リキッドルームでのワンマンが発表された。スカートで最初の企画を江古田のプログレ喫茶で打ってから13年。高校の頃、ゆらゆら帝国とかの話ができた数少ない同級生の武瑠くんがやってるバンド、SuGがリキッドでワンマンやってるって知ってから13年でもあるのです。いつかはリキッドでワンマンやりたいな、とそのときに思ったのだけど、現実は丁度いいところに壁をつくり、周りのバンドがどんどんリキッドでワンマンしていく後ろ姿をみつめてきました。

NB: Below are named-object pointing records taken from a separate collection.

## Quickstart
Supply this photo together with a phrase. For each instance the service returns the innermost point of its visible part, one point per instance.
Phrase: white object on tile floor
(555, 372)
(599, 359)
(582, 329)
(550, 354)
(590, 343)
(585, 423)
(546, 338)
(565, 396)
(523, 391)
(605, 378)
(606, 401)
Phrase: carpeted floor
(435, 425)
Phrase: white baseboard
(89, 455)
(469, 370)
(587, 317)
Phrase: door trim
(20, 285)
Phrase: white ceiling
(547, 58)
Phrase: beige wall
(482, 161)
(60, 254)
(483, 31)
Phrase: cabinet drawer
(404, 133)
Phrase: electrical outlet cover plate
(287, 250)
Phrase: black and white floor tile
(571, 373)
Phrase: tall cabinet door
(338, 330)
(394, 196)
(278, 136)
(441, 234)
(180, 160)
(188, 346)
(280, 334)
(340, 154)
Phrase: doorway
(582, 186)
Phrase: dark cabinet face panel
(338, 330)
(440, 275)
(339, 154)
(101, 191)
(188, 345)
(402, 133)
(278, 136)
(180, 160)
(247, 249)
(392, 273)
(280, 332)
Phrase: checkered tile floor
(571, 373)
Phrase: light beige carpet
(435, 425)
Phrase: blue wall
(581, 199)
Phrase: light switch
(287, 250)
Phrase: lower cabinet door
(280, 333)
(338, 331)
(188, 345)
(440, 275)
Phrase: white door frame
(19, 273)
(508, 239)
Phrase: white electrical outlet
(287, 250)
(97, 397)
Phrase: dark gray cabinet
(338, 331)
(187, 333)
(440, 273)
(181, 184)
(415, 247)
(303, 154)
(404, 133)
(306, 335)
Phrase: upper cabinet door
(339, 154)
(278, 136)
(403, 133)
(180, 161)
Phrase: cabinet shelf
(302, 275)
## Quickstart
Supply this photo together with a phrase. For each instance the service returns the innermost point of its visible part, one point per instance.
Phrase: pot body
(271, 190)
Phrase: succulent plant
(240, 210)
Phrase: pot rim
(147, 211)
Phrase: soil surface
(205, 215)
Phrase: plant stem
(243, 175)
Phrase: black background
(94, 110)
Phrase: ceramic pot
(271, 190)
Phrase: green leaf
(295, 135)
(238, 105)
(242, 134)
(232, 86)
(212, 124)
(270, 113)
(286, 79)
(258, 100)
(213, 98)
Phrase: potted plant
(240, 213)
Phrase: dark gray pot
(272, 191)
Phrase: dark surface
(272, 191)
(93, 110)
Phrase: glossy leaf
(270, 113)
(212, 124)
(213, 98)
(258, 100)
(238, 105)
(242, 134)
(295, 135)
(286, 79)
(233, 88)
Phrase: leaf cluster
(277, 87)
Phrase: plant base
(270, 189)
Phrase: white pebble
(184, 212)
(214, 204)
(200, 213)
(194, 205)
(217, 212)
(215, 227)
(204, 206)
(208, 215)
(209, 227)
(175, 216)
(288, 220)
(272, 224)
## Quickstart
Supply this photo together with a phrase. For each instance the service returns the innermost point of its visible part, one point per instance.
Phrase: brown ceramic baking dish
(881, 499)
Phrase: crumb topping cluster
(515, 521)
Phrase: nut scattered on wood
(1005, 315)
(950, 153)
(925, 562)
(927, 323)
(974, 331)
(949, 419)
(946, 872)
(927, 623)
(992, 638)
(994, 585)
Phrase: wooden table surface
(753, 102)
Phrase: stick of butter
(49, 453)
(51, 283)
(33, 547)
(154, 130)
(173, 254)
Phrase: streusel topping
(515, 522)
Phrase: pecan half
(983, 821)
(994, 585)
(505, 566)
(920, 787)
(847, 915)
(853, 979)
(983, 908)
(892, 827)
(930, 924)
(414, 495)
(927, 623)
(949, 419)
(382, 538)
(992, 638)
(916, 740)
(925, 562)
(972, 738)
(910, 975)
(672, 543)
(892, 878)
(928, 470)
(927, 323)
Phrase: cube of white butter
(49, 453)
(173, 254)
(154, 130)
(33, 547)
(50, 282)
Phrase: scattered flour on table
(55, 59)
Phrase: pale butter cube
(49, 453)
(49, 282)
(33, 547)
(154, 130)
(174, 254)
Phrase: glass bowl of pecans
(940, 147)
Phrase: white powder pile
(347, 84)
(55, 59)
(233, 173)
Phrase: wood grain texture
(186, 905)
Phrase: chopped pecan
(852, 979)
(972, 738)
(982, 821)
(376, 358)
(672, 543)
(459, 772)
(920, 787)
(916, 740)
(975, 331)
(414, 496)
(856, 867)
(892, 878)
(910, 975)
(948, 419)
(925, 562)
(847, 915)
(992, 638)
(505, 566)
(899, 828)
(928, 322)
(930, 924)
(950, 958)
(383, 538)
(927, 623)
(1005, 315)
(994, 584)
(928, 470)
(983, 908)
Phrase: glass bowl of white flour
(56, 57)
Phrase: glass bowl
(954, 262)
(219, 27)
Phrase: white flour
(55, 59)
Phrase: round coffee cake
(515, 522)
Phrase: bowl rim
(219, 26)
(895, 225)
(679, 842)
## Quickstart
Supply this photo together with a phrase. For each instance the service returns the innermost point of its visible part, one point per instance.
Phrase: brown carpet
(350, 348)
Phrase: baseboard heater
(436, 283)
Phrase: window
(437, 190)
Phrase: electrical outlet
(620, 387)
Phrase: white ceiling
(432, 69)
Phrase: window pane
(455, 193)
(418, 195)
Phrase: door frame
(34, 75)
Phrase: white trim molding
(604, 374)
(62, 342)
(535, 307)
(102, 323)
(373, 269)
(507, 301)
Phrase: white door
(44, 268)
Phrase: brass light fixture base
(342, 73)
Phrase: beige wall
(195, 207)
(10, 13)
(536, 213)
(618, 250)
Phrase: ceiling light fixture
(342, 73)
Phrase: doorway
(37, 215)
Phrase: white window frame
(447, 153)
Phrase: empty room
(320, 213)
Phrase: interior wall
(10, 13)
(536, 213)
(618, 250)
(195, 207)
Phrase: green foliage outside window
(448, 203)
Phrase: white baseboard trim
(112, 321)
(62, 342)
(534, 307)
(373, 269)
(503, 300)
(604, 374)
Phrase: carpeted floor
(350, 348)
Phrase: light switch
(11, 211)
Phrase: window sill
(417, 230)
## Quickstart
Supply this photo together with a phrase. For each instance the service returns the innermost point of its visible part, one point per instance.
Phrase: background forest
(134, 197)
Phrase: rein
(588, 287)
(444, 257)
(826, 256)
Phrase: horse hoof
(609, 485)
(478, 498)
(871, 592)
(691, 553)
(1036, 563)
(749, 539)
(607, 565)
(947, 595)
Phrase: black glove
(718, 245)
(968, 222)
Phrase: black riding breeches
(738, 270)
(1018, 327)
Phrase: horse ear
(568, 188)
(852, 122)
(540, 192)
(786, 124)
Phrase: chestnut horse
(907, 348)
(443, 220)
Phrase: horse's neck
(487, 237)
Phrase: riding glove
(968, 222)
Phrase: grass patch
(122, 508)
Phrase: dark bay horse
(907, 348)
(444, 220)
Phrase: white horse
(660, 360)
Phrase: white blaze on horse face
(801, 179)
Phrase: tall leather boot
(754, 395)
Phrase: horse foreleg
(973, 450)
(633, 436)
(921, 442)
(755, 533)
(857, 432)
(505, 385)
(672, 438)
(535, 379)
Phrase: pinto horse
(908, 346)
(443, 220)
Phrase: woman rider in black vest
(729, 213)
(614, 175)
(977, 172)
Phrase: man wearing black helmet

10年やって結局ヒット曲はなし。いろんなライヴやってきて、どのライヴも思い入れがあるものだけど、こればっかりは観に来てくれ〜と言わせてほしい。先行受付中です。

 

スカートのチケット情報(東京都) - イープラス

 

某日

夕方、久しぶりにロイヤルホストに行ってノートを広げる。12/5に決まったワンマンライヴのセットリストを考えるためだ。ヤリイカフリットとドリンクバーを華麗に決めて、自分なりのコンセプト、こう見せたい、あの曲やりたい、とかを思い浮かべ、あーでもない、こーでもない、とノートに書き込んでいく。あの曲からこの曲に行きたいけどそうするとここでこういうパーツが足りない、カポある曲だから次もカポの曲にしたい、できれば1カポ、ぶつぶつ……、集中力が完全に切れ、パフェを食べたりしながら、なんとか自分の中で一本のものにして一旦スタッフに送信。

 

某日

街裏ぴんくさんの配信を見逃してしまったことに気がついて我が身を振り返る。その過程でなぜか「エス・オー・エス」作ってるときの制作メモが目に入って読みだしたら「いままで作った曲をちゃんと録音して、レコードを作るんだ、と息巻いていたはずなのだが、気がついたらすでにあれほど暑かったはずの夏はあけていた。」と書いてあって膝から崩れ落ちた。俺は何も変わっていなかった。俺はなんにも変わっちゃいなかった。昔の私は創作意欲に満ち溢れていて、書いても書いても曲が湧いてくるような気がしていて、今の自分に少し後ろ暗い気持ちでいたのだけど、全くそんなことはなかった。ぴんくさんの配信は見逃してしまったが大切なことを知れた。みなさんにも大切なことを知ってもらいたいのでこの世のすべてが詰まっている動画を紹介します。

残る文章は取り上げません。